Buster Keaton Meets Kafka

rusty_keaton

Me in 1973 (or at least my head in 1973)

Back, in ’73, it still got cold in early October.

In August of that year, I had on a whim enrolled in a tennis course mistakenly thinking it would count as an elective. Given my busy schedule of sometimes going to class, washing dishes at Capstone Cafeteria, and making the rounds of various pubs each evening, I had put off to the afternoon of the last day to drop a course without penalty to go through the rigamarole necessary to avoid further tarnishing my transcript.   To successfully do so, I needed to accumulate certain signatures.

After visiting the registrar’s office and securing the drop form, I trekked over to the far distant PE department and copped the john henry of the so-called instructor, the most difficult task in what seemed to me at the time as a Herculean quest – I had never been to class; I didn’t know his or her name.

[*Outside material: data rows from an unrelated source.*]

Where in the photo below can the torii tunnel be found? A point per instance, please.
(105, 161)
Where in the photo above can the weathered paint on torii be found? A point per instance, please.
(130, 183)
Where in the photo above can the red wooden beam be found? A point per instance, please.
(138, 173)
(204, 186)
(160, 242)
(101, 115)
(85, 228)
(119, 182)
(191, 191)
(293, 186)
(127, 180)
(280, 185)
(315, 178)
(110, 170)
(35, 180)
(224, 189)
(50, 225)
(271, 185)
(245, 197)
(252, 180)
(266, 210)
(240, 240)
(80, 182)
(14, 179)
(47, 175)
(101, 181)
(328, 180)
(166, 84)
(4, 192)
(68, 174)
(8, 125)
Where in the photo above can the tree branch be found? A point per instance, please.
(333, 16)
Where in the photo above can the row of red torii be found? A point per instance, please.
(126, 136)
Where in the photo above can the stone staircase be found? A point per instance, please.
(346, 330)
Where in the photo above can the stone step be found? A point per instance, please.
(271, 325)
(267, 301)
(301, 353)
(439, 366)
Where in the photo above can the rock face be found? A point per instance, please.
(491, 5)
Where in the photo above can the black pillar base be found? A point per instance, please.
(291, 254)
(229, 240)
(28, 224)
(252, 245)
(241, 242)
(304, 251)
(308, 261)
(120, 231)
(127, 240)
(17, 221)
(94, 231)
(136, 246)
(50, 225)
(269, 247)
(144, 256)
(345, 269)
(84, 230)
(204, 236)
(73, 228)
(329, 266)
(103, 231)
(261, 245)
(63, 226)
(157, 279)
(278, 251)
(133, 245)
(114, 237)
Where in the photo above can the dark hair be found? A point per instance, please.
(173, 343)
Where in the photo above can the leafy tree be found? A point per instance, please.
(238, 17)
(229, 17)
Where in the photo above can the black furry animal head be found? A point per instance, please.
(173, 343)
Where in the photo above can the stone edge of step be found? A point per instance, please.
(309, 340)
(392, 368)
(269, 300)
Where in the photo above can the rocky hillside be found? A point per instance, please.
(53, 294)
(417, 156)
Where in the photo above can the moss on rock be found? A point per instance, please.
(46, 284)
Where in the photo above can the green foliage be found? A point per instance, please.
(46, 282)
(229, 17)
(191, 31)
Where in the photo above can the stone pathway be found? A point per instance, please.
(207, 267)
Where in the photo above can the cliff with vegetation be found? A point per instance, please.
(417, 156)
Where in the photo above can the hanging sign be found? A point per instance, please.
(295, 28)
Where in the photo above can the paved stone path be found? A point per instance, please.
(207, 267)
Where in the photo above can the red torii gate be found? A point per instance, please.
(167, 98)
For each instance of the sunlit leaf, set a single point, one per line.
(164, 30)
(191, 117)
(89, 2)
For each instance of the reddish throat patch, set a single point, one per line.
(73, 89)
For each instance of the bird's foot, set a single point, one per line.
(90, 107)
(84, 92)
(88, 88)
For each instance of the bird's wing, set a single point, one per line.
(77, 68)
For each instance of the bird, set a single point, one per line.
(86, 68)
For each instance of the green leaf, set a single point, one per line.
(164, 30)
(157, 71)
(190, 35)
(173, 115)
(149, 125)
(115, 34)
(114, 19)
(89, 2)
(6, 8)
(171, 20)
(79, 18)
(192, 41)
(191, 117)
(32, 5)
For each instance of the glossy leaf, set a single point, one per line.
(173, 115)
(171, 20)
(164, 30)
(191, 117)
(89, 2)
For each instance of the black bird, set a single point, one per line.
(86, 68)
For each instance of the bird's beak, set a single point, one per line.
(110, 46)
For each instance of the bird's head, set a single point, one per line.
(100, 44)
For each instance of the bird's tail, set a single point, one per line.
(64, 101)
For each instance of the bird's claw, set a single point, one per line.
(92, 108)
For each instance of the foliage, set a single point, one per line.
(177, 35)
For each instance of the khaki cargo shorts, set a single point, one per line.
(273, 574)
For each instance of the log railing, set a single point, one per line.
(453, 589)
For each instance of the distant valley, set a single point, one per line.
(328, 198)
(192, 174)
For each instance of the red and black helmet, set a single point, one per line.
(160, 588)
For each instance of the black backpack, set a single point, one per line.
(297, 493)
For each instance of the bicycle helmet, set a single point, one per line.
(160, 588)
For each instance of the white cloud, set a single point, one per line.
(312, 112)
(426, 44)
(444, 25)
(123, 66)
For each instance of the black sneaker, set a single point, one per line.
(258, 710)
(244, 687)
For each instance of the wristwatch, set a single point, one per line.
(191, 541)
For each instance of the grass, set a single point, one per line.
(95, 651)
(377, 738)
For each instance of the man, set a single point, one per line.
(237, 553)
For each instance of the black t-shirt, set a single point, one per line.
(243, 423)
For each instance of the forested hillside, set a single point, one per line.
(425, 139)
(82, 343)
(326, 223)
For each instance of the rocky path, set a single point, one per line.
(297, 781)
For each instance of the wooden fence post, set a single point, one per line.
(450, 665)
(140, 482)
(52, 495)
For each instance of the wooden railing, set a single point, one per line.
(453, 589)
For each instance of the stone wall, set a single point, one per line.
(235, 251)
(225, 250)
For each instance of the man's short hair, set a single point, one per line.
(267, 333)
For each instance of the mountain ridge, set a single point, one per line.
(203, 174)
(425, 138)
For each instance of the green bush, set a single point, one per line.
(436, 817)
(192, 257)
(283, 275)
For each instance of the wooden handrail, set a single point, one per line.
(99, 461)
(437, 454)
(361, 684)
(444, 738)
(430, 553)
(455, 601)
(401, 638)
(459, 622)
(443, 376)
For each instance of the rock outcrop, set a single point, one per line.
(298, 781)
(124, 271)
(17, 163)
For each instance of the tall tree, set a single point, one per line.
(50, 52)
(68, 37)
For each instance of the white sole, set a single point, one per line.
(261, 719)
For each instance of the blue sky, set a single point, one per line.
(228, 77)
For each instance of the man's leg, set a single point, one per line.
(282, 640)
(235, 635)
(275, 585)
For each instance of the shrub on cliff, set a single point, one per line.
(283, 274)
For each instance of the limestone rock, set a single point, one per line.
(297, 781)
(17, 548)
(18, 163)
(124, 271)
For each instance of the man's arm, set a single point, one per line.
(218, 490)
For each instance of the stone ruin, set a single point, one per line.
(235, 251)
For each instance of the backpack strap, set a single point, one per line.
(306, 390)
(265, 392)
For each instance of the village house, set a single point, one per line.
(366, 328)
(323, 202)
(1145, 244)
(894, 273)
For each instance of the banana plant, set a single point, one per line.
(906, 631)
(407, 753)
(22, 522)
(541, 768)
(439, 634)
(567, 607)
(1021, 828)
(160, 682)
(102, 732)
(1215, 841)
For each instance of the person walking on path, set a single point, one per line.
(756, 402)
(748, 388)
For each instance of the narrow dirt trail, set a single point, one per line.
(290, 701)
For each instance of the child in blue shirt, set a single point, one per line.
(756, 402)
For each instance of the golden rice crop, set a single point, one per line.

After a bit of a runaround, somebody signed the form, so now all I had to do is to get my advisor to sign on the dotted line – something she no doubt would be delighted to do – but this rather severe woman gave me the heebie-jeebies. I sensed she held me in contempt -maybe because I was red-headed? or betrayed a contemptuous smirk when I dealt with her? or perhaps because I reeked of cannabis?  – I had no idea why she disapproved of me, but I imagined her animus was as palatable as dandruff-sprinkled wool.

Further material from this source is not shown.